La situation imprévisible en Libye représente une menace pour la stabilité du pays et de l'ensemble de la région, y compris de l'Union européenne, et contribue à l'aggravation de la menace terroriste, de la traite des êtres humains et du trafic illicite de migrants. Nous rappelons la nécessité pour l'UE de faire tout son possible pour contribuer aux efforts de stabilisation de la Libye. Il est essentiel de renforcer les capacités des autorités libyennes pour leur permettre de contrôler les frontières terrestres et maritimes et de lutter contre les activités de transit et de trafic illicite. Nous accueillons avec satisfaction les annonces faites le 21 août dernier par les présidents du Conseil présidentiel et de la Chambre des représentants de l'État libyen, qui ont posé les fondements d'une solution commune à l'impasse actuelle. Il s'agit d'une avancée positive dans la bonne direction et il convient de continuer sur cette voie. Il n'existe aucune solution militaire à l a crise. Nous engageons vivement toutes les parties à convenir d'un cessez-le-feu et à s'engager à nouveau en faveur du dialogue politique facilité par les Nations unies et des paramètres agréés lors de la conférence de Berlin. Nous appelons également à reprendre immédiatement la production de pétrole dans l'ensemble du pays et à travailler en parallèle à la création de mécanismes visant à garantir une répartition équitable et transparente des recettes pétrolières. Nous réaffirmons notre opposition à toutes les ingérences étrangères dans ce conflit, d'où qu'elles proviennent, et nous restons déterminés à faire respecter, notamment au moyen de l'opération Irini, l'embargo sur les armes imposé par les Nations unies dont les violations ont exacerbé l'escalade militaire actuelle en Libye. Nous restons également prêts à adopter des sanctions à l'encontre des acteurs impliqués dans la violation de l'embargo et des droits de l'Homme, ainsi que de ceux qui s'opposent au processus politique.
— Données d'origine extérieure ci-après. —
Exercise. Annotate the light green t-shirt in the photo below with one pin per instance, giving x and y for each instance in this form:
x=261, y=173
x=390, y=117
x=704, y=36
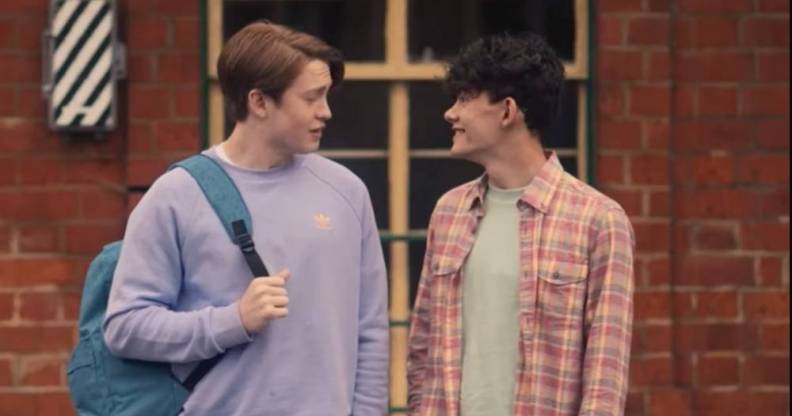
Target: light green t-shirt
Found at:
x=490, y=315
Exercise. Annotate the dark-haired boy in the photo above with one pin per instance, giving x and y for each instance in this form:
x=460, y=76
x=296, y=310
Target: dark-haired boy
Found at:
x=525, y=301
x=312, y=340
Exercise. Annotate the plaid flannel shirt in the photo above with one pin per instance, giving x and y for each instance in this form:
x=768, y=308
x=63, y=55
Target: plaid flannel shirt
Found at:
x=575, y=300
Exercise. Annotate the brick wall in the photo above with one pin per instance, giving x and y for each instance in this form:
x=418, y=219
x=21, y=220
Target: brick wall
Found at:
x=60, y=202
x=694, y=141
x=692, y=122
À Chypre, reconnaissant que le statu quo ne constitue pas une option satisfaisante pour le pays, nous soutenons pleinement la volonté affichée par le secrétaire général des Nations unies de poursuivre ses efforts visant la reprise des négociations là où elles s'étaient arrêtées lors de la conférence de Crans Montana en 2017, afin de trouver une solution viable et globale au problème de Chypre sur la base d'une fédération bicommunale et bizonale avec l'égalité politique, comme le prévoient les résolutions pertinentes du Conseil de sécurité des Nations unies et conformément à l'acquis, aux valeurs et aux principes de l'UE. Nous exhortons toutes les parties à s'engager en faveur d'une solution de ce type et à y participer, y compris en ce qui concerne ses aspects extérieurs.  »

Les déclarations sont claires et constituent un avertissement à la Turquie, qui, comme à son habitude, a réagi violemment en insultant carrément le président Macron. Maintenant, reste à passer de la parole aux actes, mais ça, c’est une autre affaire…

 

[1] France, Italie, Espagne, Portugal, Grèce, Malte et Chypre.

[2] Site de la Présidence de la République.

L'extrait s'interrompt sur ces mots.